Vitol and Matrix will each get 15,000 barrels per day (bpd) of crude as repayment over five years, starting in August with Nigeria’s crude production nearly two million bpd, minus a recent quota cut agreed by OPEC members.
Nigerian trader, Matrix confirmed its participation in the deal, while Vitol, the world’s biggest independent oil trader declined to comment, Reuters reported.
A spokesman for Standard Chartered declined to comment and Afrexim did not have an immediate comment.
UBA and the NNPC also did not immediately respond to Reuters’ requests for comment.
The prepayment deal will likely weaken longer-term revenues since Nigeria will offer its oil at a reduced price and will miss out on any price increases.
However, the deal would provide Nigeria with upfront cash and guaranteed revenue as it expands its budget.

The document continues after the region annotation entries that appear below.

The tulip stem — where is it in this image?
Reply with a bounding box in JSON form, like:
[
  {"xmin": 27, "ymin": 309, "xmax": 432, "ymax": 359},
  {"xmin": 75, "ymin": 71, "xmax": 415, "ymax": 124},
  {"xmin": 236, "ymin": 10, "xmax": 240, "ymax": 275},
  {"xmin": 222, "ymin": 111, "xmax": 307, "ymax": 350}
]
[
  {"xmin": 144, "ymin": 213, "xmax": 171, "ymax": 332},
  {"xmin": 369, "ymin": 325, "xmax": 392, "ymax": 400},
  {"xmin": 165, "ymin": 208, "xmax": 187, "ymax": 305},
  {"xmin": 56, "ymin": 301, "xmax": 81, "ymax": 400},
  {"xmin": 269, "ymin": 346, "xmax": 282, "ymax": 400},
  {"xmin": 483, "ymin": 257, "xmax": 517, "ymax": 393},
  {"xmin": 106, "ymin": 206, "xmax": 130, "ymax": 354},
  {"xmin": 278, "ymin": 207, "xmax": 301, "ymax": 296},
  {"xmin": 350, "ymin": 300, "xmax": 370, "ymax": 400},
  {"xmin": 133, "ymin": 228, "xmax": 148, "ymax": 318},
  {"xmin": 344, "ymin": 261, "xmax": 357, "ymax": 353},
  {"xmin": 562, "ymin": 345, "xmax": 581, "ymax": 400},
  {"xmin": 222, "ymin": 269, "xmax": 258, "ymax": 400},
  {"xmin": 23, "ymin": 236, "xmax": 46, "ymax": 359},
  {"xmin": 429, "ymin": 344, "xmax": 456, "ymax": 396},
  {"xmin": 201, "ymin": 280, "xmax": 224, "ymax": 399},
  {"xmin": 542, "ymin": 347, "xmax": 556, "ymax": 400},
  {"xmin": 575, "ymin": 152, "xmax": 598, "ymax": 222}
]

At the same time, the agreement would assure traders a source of supply at a discount for an extended period of time that they can use for resale in the global market.
Prepayment deals usually allow traders to establish long-term relationships with producers.
When petro-states are cash-strapped, prepayment deals are not uncommon, with banks and bond markets remaining the top source of financing for the oil and gas sector.
In 2013, Russia’s Rosneft signed a $10 billion deal with Vitol and Glencore and made a similar agreement with Trafigura around the same time.
Venezuela, Ecuador, Colombia, Libya, and Algeria have also utilised similar pre-payment structures.
Market analysts also, believe that when traders strike prepayment deals with countries like Nigeria, they will enjoy the advantages of a close relationship with a major oil exporter, giving them access to time-sensitive data that will boost their market intelligence and information flow.
The current deal would provide the Organisation of Petroleum Exporting Countries (OPEC) member with much-needed cash after its finances were hit by the oil price crash in April as COVID-19 lockdowns erased nearly one-third of global oil demand.
Prepayments with traders are widely used in commodity finance as banks consider them to be one of the more secure forms of lending in countries viewed as risky.
For trading firms such as Vitol, these loans are ideal for securing long-term supplies and boosting razor-thin margins.
NNPC has been trying to raise cash through prepayments with traders for years.
However, it is believed that the firm’s opaque finances and costly fuel subsidies have made it tough for it to secure private financing on attractive terms.
Nigeria announced the end of subsidies earlier this year.
NNPC will use a large portion of the money to pay taxes owed by its subsidiary Nigerian Petroleum Development Company (NPDC), the sources said while the remainder will go towards operational expenses and capital expenditure.
One of the sources said money from the prepayment could fund an upgrade of the Port Harcourt refinery.
The Group Managing Director, NNPC, Malam Mele Kyari, in an interview recently, had said the corporation was in the process of securing funding for the Port Harcourt refinery, one of Nigeria’s refineries that has been comatose for years.
Kyari said the NNPC was pursuing “a different model” for the refineries, including the type used by the Nigeria LNG Limited (NLNG), which he said will make them operate more efficiently.